The only way you could do it is to only sell neutered/spayed specimens. Otherwise anyone who buys one can breed it.

*Copyright* does not apply to living animals. 

*Patents*, however, would. If you created something unique - and could prove its GENOTYPE (not phenotype) and prove that its genotype originated with you (i.e. you genetically engineered it) you could patent the animal and anyone who wanted to reproduce your patented animal would have to licence the patent from you. However, if you created a hybrid by normal means - mating an animal of X species to an animal of Y species - this would NOT be patentable as it's a biological process. If the only way to produce the hybrid animal was _in vitro_ - you had to scientifically engineer it - then you could quite possibly succeed at a patent application.

And if you FIND a wild-caught morph... you cannot claim any rights to it.

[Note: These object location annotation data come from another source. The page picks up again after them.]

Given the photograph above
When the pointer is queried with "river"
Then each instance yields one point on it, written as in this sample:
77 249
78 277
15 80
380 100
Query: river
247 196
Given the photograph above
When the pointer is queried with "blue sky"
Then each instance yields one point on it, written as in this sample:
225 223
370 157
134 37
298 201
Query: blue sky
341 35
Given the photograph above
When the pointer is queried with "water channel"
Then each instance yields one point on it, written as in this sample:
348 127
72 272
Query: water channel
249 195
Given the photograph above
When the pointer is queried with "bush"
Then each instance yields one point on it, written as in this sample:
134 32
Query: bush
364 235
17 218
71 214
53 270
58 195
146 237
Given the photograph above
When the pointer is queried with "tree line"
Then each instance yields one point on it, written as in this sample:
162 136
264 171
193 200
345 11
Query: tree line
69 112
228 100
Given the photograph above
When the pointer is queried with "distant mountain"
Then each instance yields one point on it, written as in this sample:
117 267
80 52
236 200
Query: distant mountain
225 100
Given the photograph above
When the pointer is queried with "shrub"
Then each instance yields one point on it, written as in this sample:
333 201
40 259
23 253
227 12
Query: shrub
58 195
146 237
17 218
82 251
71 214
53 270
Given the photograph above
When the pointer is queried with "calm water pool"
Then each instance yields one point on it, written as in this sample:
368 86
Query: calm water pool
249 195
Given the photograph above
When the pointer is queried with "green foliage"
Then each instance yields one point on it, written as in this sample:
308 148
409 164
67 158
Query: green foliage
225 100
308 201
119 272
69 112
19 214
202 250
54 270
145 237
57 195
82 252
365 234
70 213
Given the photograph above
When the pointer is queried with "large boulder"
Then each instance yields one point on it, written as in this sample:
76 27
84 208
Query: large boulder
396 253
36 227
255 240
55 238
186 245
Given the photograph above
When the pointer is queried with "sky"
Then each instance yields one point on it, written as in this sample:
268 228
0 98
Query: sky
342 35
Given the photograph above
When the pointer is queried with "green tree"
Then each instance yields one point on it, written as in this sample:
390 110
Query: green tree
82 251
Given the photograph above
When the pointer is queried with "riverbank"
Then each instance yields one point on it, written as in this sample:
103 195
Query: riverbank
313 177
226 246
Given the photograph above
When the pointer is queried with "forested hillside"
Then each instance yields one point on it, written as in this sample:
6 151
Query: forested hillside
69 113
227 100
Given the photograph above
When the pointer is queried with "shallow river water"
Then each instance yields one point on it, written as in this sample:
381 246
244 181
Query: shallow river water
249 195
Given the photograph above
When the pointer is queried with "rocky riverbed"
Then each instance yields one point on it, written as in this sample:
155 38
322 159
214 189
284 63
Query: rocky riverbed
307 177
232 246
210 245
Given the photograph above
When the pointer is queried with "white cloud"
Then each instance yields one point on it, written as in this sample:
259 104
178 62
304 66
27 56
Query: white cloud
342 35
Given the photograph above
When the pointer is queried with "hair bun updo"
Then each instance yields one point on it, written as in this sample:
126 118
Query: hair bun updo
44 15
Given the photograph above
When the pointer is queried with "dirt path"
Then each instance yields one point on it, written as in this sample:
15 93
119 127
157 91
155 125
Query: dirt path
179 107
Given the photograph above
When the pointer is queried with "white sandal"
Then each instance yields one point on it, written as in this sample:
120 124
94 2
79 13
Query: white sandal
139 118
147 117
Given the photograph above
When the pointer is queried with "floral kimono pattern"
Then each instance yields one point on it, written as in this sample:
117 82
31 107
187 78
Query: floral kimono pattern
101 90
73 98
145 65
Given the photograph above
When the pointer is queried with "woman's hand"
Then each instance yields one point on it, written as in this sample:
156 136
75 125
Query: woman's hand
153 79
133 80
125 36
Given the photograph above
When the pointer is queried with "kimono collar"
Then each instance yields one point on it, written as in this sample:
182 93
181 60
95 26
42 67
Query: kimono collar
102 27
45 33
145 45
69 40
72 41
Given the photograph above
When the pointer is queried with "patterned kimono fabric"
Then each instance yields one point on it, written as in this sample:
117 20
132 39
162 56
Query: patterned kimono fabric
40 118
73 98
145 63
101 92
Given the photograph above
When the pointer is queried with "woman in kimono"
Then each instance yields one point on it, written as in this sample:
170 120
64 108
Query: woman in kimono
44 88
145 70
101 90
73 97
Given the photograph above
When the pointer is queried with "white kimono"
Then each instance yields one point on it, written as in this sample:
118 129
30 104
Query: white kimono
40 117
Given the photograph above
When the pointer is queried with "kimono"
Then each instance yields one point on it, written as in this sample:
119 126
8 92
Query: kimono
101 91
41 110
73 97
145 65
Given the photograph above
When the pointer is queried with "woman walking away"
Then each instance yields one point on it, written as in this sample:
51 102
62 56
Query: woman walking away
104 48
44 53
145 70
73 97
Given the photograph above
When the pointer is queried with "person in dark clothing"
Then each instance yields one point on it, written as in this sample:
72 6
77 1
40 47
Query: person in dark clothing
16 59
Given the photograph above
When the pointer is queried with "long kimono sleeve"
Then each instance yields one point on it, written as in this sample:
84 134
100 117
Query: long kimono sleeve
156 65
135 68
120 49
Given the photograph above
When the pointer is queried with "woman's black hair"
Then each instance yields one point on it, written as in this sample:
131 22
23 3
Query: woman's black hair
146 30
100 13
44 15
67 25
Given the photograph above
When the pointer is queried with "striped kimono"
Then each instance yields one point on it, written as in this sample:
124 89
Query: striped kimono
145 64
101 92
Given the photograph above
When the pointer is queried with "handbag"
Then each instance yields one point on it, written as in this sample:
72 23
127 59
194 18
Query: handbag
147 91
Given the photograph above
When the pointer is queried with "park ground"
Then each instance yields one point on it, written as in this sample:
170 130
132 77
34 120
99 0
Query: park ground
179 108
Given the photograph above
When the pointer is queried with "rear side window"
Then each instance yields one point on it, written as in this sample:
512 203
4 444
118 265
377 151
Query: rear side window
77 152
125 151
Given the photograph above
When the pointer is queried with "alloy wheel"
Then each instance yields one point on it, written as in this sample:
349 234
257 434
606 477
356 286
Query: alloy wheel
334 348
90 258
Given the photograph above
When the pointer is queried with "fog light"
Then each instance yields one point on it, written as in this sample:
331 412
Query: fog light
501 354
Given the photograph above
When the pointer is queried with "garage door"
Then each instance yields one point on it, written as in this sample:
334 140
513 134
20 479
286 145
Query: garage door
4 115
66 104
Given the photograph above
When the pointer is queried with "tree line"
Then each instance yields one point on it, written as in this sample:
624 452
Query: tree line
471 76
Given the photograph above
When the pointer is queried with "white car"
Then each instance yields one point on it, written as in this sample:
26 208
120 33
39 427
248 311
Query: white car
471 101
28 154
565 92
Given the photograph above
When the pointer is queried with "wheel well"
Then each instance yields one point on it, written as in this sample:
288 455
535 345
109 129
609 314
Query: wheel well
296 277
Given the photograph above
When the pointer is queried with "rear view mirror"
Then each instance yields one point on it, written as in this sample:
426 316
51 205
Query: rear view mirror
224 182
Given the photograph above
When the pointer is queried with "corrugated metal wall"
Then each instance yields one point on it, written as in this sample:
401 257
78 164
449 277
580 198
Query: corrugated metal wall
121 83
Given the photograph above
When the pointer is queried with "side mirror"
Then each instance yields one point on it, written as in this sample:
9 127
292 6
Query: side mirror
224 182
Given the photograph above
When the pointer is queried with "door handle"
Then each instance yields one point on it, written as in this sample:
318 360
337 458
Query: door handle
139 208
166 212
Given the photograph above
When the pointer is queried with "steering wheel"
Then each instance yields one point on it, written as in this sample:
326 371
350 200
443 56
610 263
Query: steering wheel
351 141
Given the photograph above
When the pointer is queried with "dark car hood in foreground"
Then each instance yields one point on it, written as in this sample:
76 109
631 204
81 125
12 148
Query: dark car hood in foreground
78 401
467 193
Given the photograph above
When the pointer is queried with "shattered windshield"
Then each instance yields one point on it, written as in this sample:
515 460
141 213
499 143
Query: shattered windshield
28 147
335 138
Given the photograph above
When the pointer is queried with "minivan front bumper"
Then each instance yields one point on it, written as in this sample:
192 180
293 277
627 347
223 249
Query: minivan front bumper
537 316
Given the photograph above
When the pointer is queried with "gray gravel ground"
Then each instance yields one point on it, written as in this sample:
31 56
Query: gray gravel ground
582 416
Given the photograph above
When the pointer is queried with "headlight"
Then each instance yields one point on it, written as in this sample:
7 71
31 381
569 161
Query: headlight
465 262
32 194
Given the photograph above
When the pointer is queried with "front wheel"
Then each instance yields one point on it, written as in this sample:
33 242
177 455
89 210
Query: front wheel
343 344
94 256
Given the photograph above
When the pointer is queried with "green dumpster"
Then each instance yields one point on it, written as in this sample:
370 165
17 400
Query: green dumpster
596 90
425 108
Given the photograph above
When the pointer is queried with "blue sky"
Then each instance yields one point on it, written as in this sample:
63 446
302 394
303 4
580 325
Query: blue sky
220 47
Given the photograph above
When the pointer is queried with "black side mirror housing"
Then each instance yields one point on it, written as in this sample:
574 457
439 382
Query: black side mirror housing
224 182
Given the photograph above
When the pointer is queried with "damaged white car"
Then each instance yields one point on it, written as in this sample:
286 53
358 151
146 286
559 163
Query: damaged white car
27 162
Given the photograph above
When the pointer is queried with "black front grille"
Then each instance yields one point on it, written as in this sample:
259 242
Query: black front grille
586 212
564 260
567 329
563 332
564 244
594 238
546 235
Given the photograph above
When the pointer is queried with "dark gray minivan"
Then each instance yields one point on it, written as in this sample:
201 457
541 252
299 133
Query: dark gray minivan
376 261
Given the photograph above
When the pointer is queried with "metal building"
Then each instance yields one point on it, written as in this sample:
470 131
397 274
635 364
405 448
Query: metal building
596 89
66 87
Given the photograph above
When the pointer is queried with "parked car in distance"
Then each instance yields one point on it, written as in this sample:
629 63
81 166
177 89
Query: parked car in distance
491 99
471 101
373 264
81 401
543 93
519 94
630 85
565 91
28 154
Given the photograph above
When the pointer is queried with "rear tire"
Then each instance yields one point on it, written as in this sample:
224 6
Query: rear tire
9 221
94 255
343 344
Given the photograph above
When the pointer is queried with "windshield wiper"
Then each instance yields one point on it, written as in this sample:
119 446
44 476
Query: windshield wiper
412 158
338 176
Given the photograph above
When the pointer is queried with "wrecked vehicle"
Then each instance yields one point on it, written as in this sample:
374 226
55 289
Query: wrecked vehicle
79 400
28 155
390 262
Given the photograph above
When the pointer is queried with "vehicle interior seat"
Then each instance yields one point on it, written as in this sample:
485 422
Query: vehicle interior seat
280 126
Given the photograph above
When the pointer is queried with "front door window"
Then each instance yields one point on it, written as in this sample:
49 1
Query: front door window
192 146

You can refuse to sell any animals of that morph, you could sell surgically altered animals that are incapable of breeding, but anyone who buys an entire animal and breeds it is within their rights to do so because it's a creation of nature, not man.


----------



## Ally (Mar 8, 2006)

So you'd find very few people would want to buy it, as they couldn't breed from it... So a high price would be pointless!


----------



## ashrob (Jul 27, 2007)

i fink if i managed to create a bright pink n purple poka-dot leo i would get a high price for it :lol2:


----------



## Ssthisto (Aug 31, 2006)

ashrob said:


> i fink if i managed to create a bright pink n purple poka-dot leo i would get a high price for it :lol2:


Not if it was prohibitively expensive to buy - and people who bought it weren't able to breed it. 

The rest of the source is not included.